Jorge Lacão, no Prós e Contras, não teve unhas para dar a estocada retórica em Bacelar Gouveia quando este, num péssimo dia de raciocínio mas com ar de que todos os seus dias são assim, invocou o referendo de Timor Leste como prova da excelência democrática da figura do referendo na defesa dos direitos das minorias a (des)propósito do casamento entre pessoas do mesmo sexo. Em vez de se enrolar em lucubrações jurídicas e metendo a ONU à colação, Lacão despachava aquele resistente conservador lembrando-lhe o que decerto aconteceria se, em vez do referendo ter sido entre timorenses orientais, ele tivesse sido realizado, então, em toda a Indonésia (e, na altura, Timor Leste "pertencia" à Indonésia). Para a próxima, o governo deve mandar um político em vez de um jurista para este género de debates.

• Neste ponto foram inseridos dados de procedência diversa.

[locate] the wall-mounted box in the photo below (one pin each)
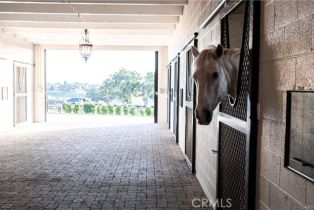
(299, 147)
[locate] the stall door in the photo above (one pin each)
(237, 119)
(20, 94)
(169, 97)
(176, 76)
(190, 121)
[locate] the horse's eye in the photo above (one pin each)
(215, 75)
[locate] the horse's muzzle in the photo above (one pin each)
(204, 117)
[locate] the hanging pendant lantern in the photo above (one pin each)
(86, 47)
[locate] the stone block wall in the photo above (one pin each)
(286, 63)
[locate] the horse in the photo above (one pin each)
(216, 76)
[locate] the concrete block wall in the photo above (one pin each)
(286, 63)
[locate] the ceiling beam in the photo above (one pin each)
(81, 25)
(105, 2)
(75, 31)
(89, 18)
(91, 9)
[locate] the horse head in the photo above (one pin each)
(216, 74)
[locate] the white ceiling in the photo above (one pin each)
(110, 22)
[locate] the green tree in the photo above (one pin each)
(121, 85)
(147, 87)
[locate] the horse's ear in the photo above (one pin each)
(219, 51)
(195, 52)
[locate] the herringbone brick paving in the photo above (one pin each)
(128, 167)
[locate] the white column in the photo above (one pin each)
(162, 85)
(39, 111)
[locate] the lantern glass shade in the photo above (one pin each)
(86, 47)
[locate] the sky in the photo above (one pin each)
(67, 65)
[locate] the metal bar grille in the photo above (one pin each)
(189, 134)
(240, 110)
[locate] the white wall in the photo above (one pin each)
(13, 50)
(6, 106)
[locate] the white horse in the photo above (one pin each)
(216, 75)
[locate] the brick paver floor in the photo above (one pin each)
(127, 167)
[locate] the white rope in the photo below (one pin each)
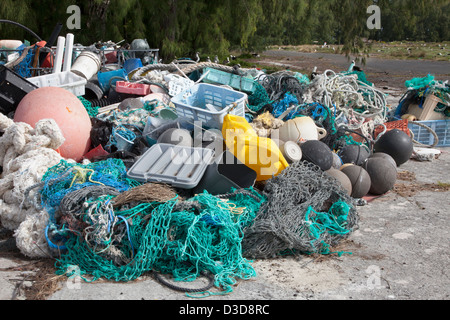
(344, 94)
(25, 155)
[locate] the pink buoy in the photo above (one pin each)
(68, 112)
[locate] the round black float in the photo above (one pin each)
(397, 144)
(342, 179)
(359, 178)
(317, 152)
(354, 153)
(383, 174)
(385, 156)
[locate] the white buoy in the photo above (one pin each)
(59, 54)
(68, 52)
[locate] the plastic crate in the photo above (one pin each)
(424, 136)
(181, 167)
(66, 80)
(209, 104)
(13, 88)
(214, 76)
(140, 89)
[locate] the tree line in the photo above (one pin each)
(182, 27)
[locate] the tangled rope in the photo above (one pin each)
(25, 155)
(306, 211)
(355, 103)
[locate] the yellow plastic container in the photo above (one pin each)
(258, 153)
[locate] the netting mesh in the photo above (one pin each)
(307, 211)
(181, 238)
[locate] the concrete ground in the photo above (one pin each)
(400, 252)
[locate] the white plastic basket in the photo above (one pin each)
(66, 80)
(209, 104)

Ocorreu-me esse argumento durante o debate, mas sinceramente não me parece o mais indicado, e penso que Lacão saiu-se bem perante a verborreia do Dr. Bacelar.
Mas o elan dos conservadores homofóbicos não advem essencialmente de apostarem em que, por referendo, se manifeste maioritariamente a ancestralidade cultural e popular impregnada de preconceitos para com as minorias? Ou seja, uma aliança entre homofobias, a interiorizada e a disfarçada, abençoada pela Santa Madre Igreja?
Para comparar, experimente-se referendar a aplicação de castigos corporais às crianças mal comportadas. Ou o uso dos crucifixos nas escolas. Ou a legalização de imigrantes. Ou a eventual re-introdução da pena de morte para os crimes mais graves. É que, volta e meia, convem ouvir o Forum TSF. A democracia representativa por escolha democrática serve, sobretudo, para isso: não permitir que vanguardas ilumindas e tiranas governem em nome de todos e que pode ser contra todos; mediar os impulsos das decisões, culturalizando-os politicamente de forma a que não se pautem pelo justicialismo político de rua normalmente aferido na base do reaccionarismo civilizacional e em ajustes de contas de primeiro grau.
O exemplo do referendo de Timor Leste, alinhavado pelo Bacelar, foi estupidamente escolhido enquanto despropósito. Mas ele, e a sua artimanha, podia morrer logo ali, tendo, a meu ver, faltado o golpe de asa ao Lacão. Pois só seria similar ao caso em discussão se defendesse que o referendo fosse circunscrito aos homossexuais, decidindo eles, apenas eles, se queriam ou não a consagração do seu acesso ao casamento. Um absurdo, é claro.